(The Center Square) – Aging pipes in Pennsylvania’s public schools have sparked a bipartisan push in the General Assembly to fund water upgrades and remove lead pipes considered a threat to student health.
“Every day, many children and staff unknowingly drink dangerous levels of lead in their school water. This is clearly unacceptable,” Sen. Devlin Robinson, R-Pittsburgh, said at a news conference Wednesday.
Robinson proposed along with Sens. Art Haywood, D-Philadelphia, and John Kane, D-Chester Senate Bill 986 create a grant program to test water for lead and replace drinking fountains with new ones with lead filter systems.
“Pennsylvania is particularly vulnerable to unsafe drinking water due to our state’s aging infrastructure,” Robinson said. “Because many school buildings are currently more than 50 years old, our state does not have regular requirements for testing, mitigation and reporting of lead in school drinking water.”
The legislation would give priority to schools built before 2014 and schools that include pre-kindergarten. The Department of Education would provide up to $10 million each year for three years for pipe replacement.

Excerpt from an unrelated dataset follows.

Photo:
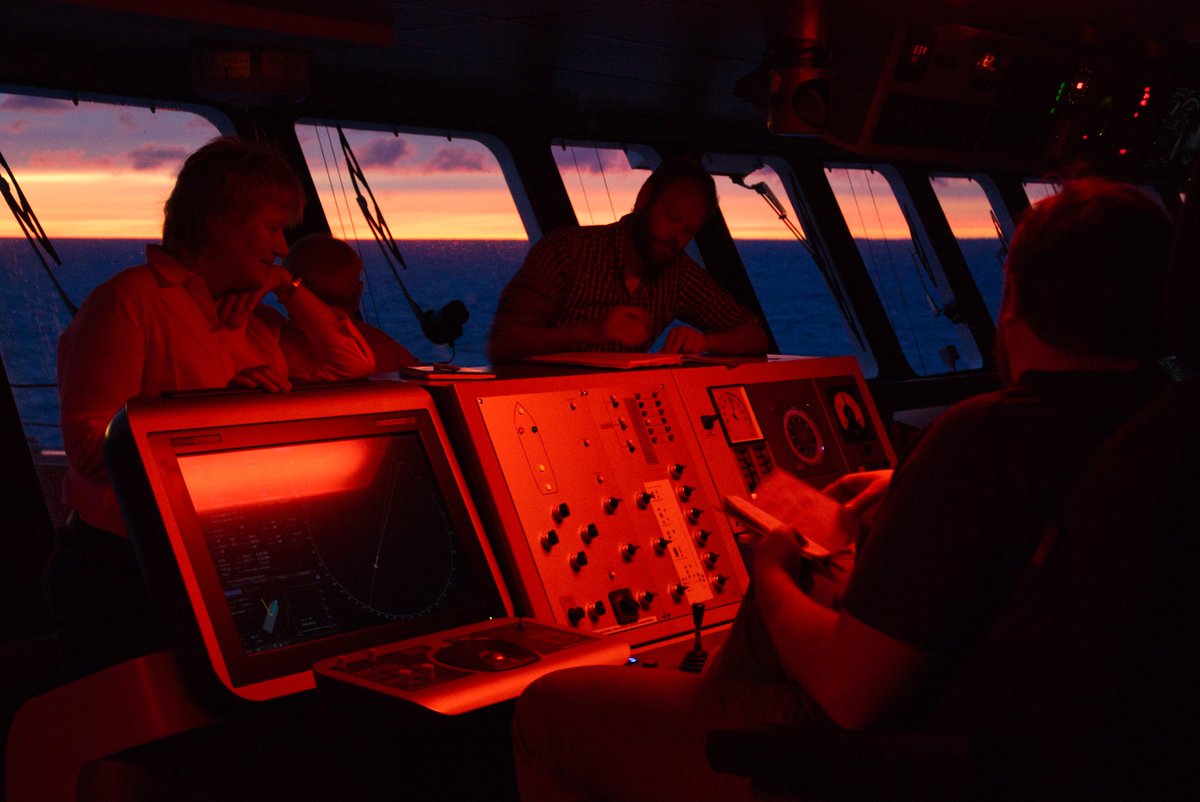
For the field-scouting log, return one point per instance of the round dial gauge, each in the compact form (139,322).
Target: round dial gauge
(803,436)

“This is happening in every corner of the commonwealth,” said David Masur, executive director of PennEnvironment.
He cited studies that found 91% of schools in Pennsylvania that tested their drinking water for lead contained lead, and 98% of schools in the Philadelphia School District.
“No lead level is a safe lead level,” said Dr. Banku Jairath of Hershey Medical Center. “Lead levels in your body can also lead to anti-social and criminal behavior. So if you take any data on lead crises in U.S. history, criminal activity follows that, a wave of criminal activity after that… primary prevention is the best answer.”
Law 39 of 2018 required schools to conduct tests for lead and report the data to the Ministry of Education. However, because this was not a mandate, many schools did not conduct testing.
Haywood, who visited Flint, Michigan in 2018 when it made national headlines over lead-contaminated water, said the legislation was inspired by that trip.
“It is a fulfillment of visiting Flint that we can place our young people in schools where the water they drink is safe,” Haywood said.
Although Pennsylvania is not alone in its lead-related problems, it has stood out. In January, the Environmental Protection Agency announced a Lead Pipe Replacement Initiative which focused on 40 locations in Connecticut, Pennsylvania, New Jersey and Wisconsin.
“The problem of lead contamination in our schools’ drinking water cannot be ignored,” Kane said.
If the bill becomes law, Pennsylvania will join a minority of states Require schools to test their water for lead.